China left its benchmark loan prime rate (LPR) unchanged on Tuesday, broadly in line with market expectations. However, unlike in previous monthly LPR fixings, more traders had forecast a cut this time after a surprise lowering of banks’ reserve requirement ratio (RRR) last week.
That cut, which added a trillion yuan ($154.71 billion) to money supply, and signs of moderation in the economy had sparked speculation about policy easing.
But the steady prime rate and unchanged rates on medium term lending facility (MLF) loans last week suggest that while Beijing pushes for more lending and credit growth, it is maintaining heavy scrutiny of the local government and property sectors and avoiding full-scale easing.
“(Current) monetary policy is a precautionary measure for the upcoming slowdown, and on the other hand it’s providing support to the banking sector as well so that they can actually give liquidity to the sectors that the government wants to support,” said Gary Ng, Asia-Pacific economist at Natixis in Hong Kong.
Central bank advisers made clear the RRR cut was a simple cash management operation ahead of the maturities of 400 billion yuan worth of medium-term lending facility (MLF) loans. The PBOC subsequently left MLF rates unchanged while rolling over some maturing loans.
The benchmark 10-year Chinese government bond (CGB) yield dipped to 2.932% last week, its lowest in nearly a year, after news of the RRR cut. It stood at 2.959% on Tuesday.
In sync with that policy intent, short-term rates have barely moved. The volume-weighted average rate of the benchmark 7-day repo, a gauge of liquidity, stood at 2.1681% on Tuesday, down from 2.2142% ahead of the RRR announcement.
The PBOC too has kept its seven-day reverse repo rate steady at 2.2% since cutting it sharply last March in response to pandemic-induced shocks to the economy.
In a note, ANZ economists said they expect that repo rate to act as an anchor for the short end of a flattening Chinese sovereign yield curve.
“Given stable funding costs, the 10Y CGB yield will be driven lower to 2.80% by falling inflationary expectations,” they said.

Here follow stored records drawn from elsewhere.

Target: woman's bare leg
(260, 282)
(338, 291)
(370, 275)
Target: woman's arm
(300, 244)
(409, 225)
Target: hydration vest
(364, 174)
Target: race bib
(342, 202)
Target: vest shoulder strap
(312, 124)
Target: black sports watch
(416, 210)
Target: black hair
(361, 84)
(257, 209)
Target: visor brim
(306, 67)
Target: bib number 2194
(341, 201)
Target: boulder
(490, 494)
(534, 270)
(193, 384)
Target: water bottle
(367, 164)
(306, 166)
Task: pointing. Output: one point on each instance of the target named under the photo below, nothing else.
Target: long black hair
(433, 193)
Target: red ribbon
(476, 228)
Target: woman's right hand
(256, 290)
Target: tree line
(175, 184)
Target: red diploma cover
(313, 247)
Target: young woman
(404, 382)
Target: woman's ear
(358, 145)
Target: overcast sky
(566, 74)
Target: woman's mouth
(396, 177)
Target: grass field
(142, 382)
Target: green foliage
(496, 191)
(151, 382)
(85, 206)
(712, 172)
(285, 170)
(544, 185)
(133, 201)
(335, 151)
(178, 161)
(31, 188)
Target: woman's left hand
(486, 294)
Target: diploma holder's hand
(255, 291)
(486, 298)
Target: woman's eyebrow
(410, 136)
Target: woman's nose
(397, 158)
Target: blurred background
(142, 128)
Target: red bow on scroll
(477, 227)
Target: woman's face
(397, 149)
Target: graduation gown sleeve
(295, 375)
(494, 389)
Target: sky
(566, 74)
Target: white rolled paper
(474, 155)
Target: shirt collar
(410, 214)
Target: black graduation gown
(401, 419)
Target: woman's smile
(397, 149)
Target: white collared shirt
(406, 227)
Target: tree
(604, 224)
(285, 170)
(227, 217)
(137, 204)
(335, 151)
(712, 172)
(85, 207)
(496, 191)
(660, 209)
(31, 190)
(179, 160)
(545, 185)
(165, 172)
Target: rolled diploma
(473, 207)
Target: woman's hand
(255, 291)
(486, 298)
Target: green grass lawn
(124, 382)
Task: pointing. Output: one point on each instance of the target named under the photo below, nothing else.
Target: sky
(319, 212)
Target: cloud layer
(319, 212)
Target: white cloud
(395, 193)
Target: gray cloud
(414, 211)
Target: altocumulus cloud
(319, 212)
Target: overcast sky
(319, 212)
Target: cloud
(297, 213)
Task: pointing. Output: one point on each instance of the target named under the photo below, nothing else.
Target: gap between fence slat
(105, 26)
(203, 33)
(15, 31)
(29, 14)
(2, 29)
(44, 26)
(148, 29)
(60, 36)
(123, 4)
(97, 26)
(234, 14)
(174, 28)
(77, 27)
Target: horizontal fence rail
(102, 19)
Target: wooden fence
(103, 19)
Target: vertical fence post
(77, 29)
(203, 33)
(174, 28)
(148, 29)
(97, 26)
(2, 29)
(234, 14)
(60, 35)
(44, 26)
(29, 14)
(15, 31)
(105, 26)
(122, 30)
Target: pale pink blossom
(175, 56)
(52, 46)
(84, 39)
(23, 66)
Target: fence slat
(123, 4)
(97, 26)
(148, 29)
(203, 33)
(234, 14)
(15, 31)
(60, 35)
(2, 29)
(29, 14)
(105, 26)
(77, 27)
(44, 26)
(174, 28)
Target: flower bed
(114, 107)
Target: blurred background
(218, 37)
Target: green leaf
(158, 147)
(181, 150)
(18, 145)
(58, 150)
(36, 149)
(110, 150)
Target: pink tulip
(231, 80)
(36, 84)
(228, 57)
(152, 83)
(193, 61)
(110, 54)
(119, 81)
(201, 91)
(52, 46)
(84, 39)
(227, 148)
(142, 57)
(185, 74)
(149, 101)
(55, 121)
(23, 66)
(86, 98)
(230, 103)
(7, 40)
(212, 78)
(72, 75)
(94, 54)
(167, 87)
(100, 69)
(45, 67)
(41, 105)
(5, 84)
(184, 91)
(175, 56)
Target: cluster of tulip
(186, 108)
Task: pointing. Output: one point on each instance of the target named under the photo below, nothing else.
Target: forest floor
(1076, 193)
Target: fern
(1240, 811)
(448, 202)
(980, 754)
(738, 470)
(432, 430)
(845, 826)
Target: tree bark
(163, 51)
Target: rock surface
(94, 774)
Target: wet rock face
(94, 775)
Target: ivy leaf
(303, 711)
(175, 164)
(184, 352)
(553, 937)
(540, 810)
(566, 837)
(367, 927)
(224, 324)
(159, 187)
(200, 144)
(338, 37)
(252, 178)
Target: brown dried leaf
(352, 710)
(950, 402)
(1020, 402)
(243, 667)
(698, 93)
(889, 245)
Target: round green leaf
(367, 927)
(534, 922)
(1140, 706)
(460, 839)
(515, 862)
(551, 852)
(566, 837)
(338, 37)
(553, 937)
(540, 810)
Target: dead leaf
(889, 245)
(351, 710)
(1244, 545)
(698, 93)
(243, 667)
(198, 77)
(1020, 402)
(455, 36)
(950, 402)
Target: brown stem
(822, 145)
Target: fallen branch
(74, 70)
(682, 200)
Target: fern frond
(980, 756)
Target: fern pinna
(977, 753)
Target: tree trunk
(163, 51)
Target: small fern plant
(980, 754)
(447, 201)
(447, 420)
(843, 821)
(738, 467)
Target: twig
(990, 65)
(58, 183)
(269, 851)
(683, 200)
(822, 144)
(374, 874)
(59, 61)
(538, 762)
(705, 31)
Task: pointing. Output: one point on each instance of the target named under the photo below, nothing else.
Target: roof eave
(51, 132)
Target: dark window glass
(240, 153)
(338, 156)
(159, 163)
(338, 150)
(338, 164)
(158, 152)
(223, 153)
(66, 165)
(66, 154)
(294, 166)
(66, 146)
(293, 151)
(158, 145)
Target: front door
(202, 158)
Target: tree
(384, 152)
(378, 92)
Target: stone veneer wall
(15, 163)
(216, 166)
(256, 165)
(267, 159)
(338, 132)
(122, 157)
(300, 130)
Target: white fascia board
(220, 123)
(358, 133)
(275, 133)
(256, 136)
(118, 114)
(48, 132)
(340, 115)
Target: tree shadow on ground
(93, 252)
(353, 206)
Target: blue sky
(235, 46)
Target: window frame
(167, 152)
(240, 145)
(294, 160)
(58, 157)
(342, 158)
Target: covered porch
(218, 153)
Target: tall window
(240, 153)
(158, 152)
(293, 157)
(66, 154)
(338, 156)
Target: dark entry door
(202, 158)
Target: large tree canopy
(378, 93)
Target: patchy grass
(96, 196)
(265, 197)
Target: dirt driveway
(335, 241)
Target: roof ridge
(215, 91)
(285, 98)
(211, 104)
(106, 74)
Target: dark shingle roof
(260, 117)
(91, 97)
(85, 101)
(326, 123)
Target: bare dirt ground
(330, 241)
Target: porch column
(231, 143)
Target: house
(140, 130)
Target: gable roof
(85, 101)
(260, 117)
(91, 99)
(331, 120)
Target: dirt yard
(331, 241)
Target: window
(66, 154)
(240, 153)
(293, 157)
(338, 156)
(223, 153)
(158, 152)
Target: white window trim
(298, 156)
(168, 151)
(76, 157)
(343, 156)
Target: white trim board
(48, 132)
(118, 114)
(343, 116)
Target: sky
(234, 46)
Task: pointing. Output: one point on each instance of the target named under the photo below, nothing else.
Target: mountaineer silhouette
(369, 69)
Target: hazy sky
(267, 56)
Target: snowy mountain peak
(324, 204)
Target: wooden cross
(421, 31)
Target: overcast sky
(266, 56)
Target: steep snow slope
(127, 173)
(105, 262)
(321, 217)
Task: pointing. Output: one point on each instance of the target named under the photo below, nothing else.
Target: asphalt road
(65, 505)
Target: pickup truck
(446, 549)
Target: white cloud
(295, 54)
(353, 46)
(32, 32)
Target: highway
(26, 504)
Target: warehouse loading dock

That would take the spread between the short-term repo rate and 10-year yield to levels last seen in 2019, they said.
Carlos Casanova, senior economist for Asia at Union Bancaire Privee in Hong Kong, said policymakers were unlikely to resort to aggressive policy easing after what he called “too ambitious” tightening earlier in the year, but will continue to manage liquidity through open market operations.
“However, it remains data dependent and domestic consumption is the main thing to watch,” he said.